Conclusie van advocaat-generaal Y. Bot van 27 november 2007   I - 1319

Arrest van het Hof (Grote kamer) van 11 maart 2008   I - 1342

Samenvatting van het arrest

  1. Gemeenschapsrecht – Beginselen – Beginsel van retroactieve toepassing van lichtste straf

    (Verordening van de Raad nr. 2988/95, art. 2, leden 1 en 2)

  2. Landbouw – Gemeenschappelijk landbouwbeleid – Geïntegreerd beheers- en controlesysteem voor bepaalde steunregelingen

    (Verordeningen van de Raad nr. 2988/95, art. 2, lid 2, en nr. 1782/2003; verordeningen van de Commissie nr. 3887/92, art. 10 quater, nr. 2419/2001, art. 39, lid 1, en nr. 796/2004, art. 66 en 67)

  1.  Het beginsel van de retroactieve toepassing van de lichtste straf behoort tot de constitutionele tradities die de lidstaten gemeen hebben, zodat het moet worden beschouwd als een algemeen beginsel van gemeenschapsrecht, waarvan het Hof de eerbiediging verzekert en dat de nationale rechter in acht moet nemen.

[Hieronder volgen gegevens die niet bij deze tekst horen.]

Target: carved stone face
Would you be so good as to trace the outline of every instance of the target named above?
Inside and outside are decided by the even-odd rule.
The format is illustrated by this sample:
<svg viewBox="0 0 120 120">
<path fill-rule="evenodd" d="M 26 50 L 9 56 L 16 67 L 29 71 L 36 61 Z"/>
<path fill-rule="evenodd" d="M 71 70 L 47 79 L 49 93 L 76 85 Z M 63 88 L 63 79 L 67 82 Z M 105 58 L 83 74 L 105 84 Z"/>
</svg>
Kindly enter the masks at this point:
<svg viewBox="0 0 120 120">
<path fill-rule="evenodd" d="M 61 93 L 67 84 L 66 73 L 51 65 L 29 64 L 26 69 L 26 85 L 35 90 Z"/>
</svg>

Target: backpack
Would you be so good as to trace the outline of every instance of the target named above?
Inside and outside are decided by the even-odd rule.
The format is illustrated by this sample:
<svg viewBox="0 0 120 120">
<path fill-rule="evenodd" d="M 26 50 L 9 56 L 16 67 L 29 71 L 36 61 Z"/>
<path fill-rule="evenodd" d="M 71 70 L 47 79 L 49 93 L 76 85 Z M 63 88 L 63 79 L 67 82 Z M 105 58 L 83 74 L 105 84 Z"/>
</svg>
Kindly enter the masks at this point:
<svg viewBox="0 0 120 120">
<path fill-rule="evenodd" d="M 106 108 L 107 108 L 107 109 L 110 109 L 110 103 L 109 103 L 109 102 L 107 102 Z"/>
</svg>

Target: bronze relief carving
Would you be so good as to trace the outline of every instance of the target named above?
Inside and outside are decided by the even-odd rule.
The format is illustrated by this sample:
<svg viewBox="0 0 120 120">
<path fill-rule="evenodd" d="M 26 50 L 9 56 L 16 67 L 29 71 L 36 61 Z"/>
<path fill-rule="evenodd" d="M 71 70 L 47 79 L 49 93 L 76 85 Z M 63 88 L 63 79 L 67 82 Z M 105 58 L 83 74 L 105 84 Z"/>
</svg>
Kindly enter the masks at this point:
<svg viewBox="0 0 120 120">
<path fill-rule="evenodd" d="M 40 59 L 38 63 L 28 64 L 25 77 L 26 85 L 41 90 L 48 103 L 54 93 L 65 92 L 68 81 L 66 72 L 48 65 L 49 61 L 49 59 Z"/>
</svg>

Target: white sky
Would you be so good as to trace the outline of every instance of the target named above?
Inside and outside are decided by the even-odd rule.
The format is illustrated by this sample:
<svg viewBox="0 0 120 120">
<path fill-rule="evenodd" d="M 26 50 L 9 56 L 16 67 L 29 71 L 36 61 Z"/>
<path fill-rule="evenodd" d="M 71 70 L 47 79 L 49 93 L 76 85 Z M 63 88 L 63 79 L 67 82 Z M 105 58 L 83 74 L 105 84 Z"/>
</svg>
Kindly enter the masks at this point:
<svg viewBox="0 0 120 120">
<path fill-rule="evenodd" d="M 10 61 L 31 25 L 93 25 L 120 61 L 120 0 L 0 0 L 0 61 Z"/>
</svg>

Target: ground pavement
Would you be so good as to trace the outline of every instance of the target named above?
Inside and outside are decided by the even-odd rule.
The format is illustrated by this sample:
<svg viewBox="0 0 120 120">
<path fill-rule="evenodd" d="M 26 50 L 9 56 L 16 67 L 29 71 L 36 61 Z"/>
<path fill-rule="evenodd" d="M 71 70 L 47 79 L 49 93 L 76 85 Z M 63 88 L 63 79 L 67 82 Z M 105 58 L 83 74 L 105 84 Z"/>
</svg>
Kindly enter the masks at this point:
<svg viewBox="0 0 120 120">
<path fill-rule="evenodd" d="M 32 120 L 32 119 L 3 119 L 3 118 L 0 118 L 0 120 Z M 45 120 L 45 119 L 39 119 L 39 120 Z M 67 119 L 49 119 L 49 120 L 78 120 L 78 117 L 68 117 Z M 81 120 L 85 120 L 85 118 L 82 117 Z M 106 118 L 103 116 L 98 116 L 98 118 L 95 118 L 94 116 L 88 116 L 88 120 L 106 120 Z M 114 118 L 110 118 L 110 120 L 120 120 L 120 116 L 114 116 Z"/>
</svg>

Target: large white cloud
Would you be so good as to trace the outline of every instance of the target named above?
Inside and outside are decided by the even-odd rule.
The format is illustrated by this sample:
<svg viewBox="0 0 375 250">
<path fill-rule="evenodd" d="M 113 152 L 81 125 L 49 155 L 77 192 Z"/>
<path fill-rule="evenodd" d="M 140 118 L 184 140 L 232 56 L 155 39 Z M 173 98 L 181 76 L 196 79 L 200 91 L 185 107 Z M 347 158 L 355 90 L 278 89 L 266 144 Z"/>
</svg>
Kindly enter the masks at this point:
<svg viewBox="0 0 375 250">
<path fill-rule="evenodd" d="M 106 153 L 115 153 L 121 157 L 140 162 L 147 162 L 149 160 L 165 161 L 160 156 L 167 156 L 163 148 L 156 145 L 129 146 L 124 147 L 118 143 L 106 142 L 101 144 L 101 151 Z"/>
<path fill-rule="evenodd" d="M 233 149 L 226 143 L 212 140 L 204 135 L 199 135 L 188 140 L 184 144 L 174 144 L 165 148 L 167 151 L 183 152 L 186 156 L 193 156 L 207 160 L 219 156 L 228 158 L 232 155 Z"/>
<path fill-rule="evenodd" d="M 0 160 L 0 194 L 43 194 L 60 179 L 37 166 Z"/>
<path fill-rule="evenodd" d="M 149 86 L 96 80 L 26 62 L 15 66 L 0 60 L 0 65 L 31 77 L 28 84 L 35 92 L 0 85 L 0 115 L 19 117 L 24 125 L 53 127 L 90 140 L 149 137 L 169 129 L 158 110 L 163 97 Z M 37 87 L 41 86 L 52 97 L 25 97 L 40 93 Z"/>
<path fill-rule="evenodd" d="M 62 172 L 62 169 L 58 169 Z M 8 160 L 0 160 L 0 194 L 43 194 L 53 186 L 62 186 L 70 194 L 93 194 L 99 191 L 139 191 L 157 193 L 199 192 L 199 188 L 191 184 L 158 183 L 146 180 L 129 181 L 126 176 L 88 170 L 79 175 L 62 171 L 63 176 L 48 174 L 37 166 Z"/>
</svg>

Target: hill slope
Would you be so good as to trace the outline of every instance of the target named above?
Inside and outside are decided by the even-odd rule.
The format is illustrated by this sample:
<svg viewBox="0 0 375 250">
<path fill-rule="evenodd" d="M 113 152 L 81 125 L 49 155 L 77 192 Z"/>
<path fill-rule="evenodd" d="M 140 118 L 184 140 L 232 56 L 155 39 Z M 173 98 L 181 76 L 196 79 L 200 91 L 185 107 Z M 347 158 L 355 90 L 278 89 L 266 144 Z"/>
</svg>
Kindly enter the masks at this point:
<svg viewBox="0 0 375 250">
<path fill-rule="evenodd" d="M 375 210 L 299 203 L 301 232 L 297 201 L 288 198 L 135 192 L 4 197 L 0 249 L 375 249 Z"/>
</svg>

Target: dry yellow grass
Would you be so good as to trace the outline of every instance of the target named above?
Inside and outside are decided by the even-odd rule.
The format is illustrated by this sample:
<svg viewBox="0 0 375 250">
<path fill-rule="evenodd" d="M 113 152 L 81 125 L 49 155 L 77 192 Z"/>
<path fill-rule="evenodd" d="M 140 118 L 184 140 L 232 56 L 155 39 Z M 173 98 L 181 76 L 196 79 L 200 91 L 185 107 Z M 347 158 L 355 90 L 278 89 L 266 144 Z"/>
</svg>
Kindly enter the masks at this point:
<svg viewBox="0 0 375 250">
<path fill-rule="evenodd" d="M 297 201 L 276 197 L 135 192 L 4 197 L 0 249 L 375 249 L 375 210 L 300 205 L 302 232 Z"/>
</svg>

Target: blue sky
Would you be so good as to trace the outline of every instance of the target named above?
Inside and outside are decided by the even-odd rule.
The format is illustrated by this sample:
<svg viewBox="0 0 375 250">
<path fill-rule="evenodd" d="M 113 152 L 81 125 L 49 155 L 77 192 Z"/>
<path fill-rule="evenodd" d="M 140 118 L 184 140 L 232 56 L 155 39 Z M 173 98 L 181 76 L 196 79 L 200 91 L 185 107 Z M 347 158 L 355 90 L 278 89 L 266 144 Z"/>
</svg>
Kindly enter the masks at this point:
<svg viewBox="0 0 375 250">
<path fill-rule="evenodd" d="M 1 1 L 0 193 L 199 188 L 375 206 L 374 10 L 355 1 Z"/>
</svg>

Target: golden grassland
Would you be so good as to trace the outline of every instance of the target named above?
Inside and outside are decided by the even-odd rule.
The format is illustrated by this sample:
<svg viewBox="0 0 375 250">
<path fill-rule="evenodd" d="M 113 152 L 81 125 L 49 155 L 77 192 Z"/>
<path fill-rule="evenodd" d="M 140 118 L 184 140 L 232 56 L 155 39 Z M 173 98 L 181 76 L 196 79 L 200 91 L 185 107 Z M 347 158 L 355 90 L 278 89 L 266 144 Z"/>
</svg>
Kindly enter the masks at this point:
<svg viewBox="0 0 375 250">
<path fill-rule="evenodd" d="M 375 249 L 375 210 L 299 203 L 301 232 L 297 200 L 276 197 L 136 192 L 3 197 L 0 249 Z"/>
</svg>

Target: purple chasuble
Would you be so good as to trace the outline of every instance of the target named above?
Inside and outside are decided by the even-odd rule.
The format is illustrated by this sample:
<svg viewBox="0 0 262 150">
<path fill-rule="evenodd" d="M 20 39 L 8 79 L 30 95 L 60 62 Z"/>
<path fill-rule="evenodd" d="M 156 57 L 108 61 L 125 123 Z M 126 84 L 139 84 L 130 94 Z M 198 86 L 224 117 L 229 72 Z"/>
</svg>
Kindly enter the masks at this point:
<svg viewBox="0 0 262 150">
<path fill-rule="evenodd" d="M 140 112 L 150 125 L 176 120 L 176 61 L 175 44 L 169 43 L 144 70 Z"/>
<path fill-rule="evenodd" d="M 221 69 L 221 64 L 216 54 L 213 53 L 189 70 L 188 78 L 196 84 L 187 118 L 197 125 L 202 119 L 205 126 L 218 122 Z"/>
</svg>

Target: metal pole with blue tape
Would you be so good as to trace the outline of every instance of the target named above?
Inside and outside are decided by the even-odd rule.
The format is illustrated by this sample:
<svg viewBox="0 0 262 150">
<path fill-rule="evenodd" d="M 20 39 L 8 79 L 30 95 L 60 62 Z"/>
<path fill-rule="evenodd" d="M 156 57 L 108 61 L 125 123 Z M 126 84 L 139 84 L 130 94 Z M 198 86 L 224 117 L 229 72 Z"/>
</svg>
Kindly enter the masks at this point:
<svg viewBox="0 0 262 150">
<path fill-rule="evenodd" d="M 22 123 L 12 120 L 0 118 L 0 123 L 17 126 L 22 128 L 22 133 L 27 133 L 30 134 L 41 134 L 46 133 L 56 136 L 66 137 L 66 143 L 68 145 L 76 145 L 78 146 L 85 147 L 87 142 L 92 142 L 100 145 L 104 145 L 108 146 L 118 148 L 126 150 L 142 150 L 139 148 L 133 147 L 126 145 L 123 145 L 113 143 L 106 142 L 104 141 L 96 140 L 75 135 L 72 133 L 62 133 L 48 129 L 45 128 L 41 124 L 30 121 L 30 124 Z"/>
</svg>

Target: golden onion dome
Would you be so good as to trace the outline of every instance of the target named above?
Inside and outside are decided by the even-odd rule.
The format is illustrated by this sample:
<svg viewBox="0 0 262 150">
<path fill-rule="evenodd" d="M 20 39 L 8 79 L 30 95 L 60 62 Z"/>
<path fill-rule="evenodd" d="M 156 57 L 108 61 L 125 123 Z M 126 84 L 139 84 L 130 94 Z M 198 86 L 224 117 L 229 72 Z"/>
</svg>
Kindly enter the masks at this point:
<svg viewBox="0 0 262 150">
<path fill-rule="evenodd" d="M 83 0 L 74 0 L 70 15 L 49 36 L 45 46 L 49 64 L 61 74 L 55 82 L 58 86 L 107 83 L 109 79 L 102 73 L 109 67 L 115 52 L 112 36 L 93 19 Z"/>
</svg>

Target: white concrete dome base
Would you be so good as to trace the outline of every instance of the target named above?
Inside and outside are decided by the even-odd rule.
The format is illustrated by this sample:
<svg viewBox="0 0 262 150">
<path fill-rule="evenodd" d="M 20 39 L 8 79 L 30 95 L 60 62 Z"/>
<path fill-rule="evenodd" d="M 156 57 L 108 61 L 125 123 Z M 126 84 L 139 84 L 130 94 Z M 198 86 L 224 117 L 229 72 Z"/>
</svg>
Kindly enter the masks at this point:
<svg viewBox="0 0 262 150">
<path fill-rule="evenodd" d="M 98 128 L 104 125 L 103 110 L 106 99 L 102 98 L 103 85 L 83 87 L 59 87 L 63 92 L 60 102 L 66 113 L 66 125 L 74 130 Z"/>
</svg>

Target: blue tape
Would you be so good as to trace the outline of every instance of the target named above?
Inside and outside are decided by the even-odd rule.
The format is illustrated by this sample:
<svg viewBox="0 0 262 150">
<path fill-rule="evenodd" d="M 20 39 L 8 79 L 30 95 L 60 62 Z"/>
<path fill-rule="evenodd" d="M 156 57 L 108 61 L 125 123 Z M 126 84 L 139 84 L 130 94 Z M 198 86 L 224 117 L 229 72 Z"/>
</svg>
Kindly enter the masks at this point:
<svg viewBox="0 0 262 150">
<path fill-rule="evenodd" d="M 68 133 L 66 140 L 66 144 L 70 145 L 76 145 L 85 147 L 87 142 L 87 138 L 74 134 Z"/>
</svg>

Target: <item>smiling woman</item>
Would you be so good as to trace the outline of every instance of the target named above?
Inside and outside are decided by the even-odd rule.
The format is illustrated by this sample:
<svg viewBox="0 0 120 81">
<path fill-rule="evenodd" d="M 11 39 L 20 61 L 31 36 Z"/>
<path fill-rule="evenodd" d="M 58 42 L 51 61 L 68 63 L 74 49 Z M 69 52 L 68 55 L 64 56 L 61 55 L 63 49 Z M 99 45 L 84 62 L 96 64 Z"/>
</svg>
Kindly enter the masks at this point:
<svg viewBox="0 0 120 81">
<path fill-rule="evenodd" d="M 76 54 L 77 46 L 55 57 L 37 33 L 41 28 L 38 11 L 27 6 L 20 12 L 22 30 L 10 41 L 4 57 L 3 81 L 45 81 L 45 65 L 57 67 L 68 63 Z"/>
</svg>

    Dit beginsel komt met name tot uitdrukking in artikel 2, lid 2, tweede zin, van verordening nr. 2988/95 betreffende de bescherming van de financiële belangen van de Europese Gemeenschappen. Overeenkomstig die bepaling moeten de bevoegde autoriteiten op een handelwijze die een onregelmatigheid in de zin van lid 1 van dat artikel inhoudt, met terugwerkende kracht de wijzigingen toepassen die naderhand zijn vastgesteld in een sectoriële communautaire regeling die voorziet in minder strenge administratieve sancties.

    (cf. punten 59-60)

  2.  Artikel 2, lid 2, tweede volzin, van verordening nr. 2988/95 betreffende de bescherming van de financiële belangen van de Europese Gemeenschappen moet aldus worden uitgelegd dat de bepalingen van de artikelen 66 en 67 van verordening nr. 796/2004 houdende uitvoeringsbepalingen inzake de randvoorwaarden, de modulatie en het geïntegreerd beheers- en controlesysteem waarin is voorzien bij verordening nr. 1782/2003 tot vaststelling van gemeenschappelijke voorschriften voor regelingen inzake rechtstreekse steunverlening in het kader van het gemeenschappelijk landbouwbeleid en tot vaststelling van bepaalde steunregelingen voor landbouwers, zoals gewijzigd en gerectificeerd bij verordening nr. 239/2005, niet met terugwerkende kracht kunnen worden toegepast op een steunaanvraag „dieren” die valt binnen de temporele werkingssfeer van verordening nr. 3887/92 houdende uitvoeringsbepalingen inzake het geïntegreerde beheers- en controlesysteem voor bepaalde communautaire steunregelingen, zoals gewijzigd bij verordening nr. 2801/1999, en op grond van artikel 10 quater van deze verordening aanleiding heeft gegeven tot een uitsluiting van steun.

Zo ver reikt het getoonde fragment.